Historically it started as an attempt to extend the VA Filter Design book by some treatment of Fourier theory topics, but it quickly turned into a more general math text, covering a much wider range of topics. Still, the main focus audience are technical engineers and DSP engineers in particular. I'm really not sure where to announce it and would be grateful for any good suggestions. Please note that math forums would be IMHO inappropriate, as the book deviates a lot from the approach of conventional math texts and doesn't target mathematicians, but rather engineers. If you feel the book is valuable enough, announcements about this book in other forums are of course highly welcome.

The chapters which are of particular interest to DSP engineers, could be the one on the Fourier theory, as well as the one about exponentials (for those who'd like to deepen their understanding of differential equations and state-space form).

NB. Despite talking about intuition, the book is not an easy read and is somewhat hardcode. But it's supposed to make things a lot easier afterwards.

Best regads,
Z1202

PS. I'm not sure if the discussion about the second book, if any emerges, would be considered on-topic enough to qualify for the KVR DSP forum, therefore I didn't dare to create a dedicated thread. Maybe if we want to discuss this further, to avoid polluting the current thread we could create a thread in the OffTopic KVR forum? Or, it would be nice to get a statement from a moderator of the DSP forum, whether this is on-topic enough, and we could create a parallel thread in the DSP forum.

[dmbaer]

PS. I'm not sure if the discussion about the second book, if any emerges, would be considered on-topic enough to qualify for the KVR DSP forum

Are you kidding? You are far too modest.
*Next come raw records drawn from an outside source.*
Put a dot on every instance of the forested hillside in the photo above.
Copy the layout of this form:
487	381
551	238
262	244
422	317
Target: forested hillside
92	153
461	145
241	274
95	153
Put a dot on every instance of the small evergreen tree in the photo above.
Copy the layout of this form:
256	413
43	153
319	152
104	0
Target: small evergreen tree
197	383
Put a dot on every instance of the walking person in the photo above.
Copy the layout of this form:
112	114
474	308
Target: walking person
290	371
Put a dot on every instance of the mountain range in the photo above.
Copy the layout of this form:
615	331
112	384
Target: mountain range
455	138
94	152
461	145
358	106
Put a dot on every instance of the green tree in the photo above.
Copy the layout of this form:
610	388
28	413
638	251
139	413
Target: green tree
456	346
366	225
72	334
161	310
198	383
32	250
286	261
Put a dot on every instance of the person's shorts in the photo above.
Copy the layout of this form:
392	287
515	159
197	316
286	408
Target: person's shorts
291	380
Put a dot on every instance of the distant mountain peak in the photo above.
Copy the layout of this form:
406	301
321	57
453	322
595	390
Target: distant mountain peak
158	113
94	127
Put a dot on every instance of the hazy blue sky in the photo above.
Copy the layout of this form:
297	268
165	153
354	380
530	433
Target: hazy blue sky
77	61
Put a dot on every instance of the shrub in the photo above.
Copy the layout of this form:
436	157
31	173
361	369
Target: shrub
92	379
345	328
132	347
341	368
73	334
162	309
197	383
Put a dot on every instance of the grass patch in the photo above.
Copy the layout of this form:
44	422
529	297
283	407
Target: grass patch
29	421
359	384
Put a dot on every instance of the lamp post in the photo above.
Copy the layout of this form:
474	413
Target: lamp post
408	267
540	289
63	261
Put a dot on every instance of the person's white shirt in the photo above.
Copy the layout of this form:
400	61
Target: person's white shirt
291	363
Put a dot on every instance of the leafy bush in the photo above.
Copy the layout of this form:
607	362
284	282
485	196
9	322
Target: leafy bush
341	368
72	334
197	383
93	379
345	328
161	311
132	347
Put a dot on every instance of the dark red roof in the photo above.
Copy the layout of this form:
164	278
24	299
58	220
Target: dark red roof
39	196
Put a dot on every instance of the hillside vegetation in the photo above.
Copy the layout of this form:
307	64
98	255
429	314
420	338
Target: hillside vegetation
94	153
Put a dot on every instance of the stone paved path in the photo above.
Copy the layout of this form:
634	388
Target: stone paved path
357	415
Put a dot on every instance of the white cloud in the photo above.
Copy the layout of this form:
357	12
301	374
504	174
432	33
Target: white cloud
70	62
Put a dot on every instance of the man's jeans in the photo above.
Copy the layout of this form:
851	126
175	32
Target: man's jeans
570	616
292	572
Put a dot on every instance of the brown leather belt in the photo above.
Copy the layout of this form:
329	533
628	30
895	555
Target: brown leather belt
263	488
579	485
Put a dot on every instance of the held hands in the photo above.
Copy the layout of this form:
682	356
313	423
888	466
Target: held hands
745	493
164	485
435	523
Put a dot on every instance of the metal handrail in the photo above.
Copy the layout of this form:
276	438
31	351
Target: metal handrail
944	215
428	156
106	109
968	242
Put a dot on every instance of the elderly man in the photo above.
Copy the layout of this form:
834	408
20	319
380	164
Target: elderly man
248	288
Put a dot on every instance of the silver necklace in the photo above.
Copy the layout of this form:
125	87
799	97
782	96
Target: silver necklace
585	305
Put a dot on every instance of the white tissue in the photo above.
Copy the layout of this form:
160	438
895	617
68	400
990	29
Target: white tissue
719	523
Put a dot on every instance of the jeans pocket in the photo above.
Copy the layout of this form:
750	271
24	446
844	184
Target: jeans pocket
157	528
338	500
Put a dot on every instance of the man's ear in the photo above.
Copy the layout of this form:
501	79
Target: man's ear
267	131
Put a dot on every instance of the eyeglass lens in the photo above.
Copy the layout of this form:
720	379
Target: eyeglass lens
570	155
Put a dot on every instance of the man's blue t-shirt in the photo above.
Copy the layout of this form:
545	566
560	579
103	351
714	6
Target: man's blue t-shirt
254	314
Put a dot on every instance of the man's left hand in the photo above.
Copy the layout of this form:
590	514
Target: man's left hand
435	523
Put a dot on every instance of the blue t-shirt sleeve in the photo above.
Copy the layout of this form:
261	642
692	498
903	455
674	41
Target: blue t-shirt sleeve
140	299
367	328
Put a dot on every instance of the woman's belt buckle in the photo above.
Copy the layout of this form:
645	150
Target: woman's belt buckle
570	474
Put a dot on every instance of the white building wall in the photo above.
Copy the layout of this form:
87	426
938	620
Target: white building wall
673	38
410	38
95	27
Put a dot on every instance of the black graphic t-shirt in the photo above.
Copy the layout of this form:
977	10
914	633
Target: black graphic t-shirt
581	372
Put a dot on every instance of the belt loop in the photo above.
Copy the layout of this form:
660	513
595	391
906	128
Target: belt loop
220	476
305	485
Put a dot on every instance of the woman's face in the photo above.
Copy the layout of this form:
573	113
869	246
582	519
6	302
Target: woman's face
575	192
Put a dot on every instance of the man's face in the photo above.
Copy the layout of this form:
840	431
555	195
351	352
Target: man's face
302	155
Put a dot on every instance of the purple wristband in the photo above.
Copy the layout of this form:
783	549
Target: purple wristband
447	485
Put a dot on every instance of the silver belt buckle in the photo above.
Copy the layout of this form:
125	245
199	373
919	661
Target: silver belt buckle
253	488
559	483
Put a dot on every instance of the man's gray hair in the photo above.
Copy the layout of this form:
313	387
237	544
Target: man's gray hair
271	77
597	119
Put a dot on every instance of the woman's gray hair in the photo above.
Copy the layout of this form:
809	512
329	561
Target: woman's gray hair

A free book on this topic is beyond generous and pertinent as all hell to the visitors here. I'm not sure if my 50-year-old college engineering math isn't so dusty that my attempt at a go at it would be silly, but I'm intrigued beyond words. So, thank you even if I end up having to bail early on.

[aciddose]

PS. I'm not sure if the discussion about the second book, if any emerges, would be considered on-topic enough to qualify for the KVR DSP forum, therefore I didn't dare to create a dedicated thread. Maybe if we want to discuss this further, to avoid polluting the current thread we could create a thread in the OffTopic KVR forum?

It seems on-topic to me at least if it's a tool or document associated with engineering and mathematics. There are likely fewer than the majority with an interest in such subjects.

I personally do not invest much effort to study mathematics and I'd likely not be anything other than a passive "take a glance at" reader if at all. Such subjects are the domain of those with even more esoteric interests and intelligence. Since audio-DSP relating to music plug-ins as we have here on the KVR forum is already an extreme example of esotericism, a book that might be overlapping another 1/2 or such of the existing group may be even more infinitesimal in nature.

It may be best to actually create another thread and link that thread from a post here.That seems as far as I'm aware the only way to work around the feature limitation on such a forum. I've much liked confusing hierarchical forums with thread branches in the past but the flat thread style seems far more within reach for the vast majority of posters.

A great feature for thread owners via the OP might be not only linking KVR product pages "associated products" but also associated threads and such. In fact, you may want to get in contact with Ben or whomever and create a KVR product page for both books if that seems appropriate? Existing product pages here at KVR seem mostly intended for plug-ins, but, they have associated downloads, forum threads and web links just as would be ideal. So even if the available categorizations are somewhat limited (no "technical document" and such?) it seems 90% of the way toward a solution already. I'd personally simply create the product pages and then query about them and associated features on the forum features threads. It's likely much easier to do things roughly at first and fix them later than to bother anyone and create feature requests and unneeded fuss.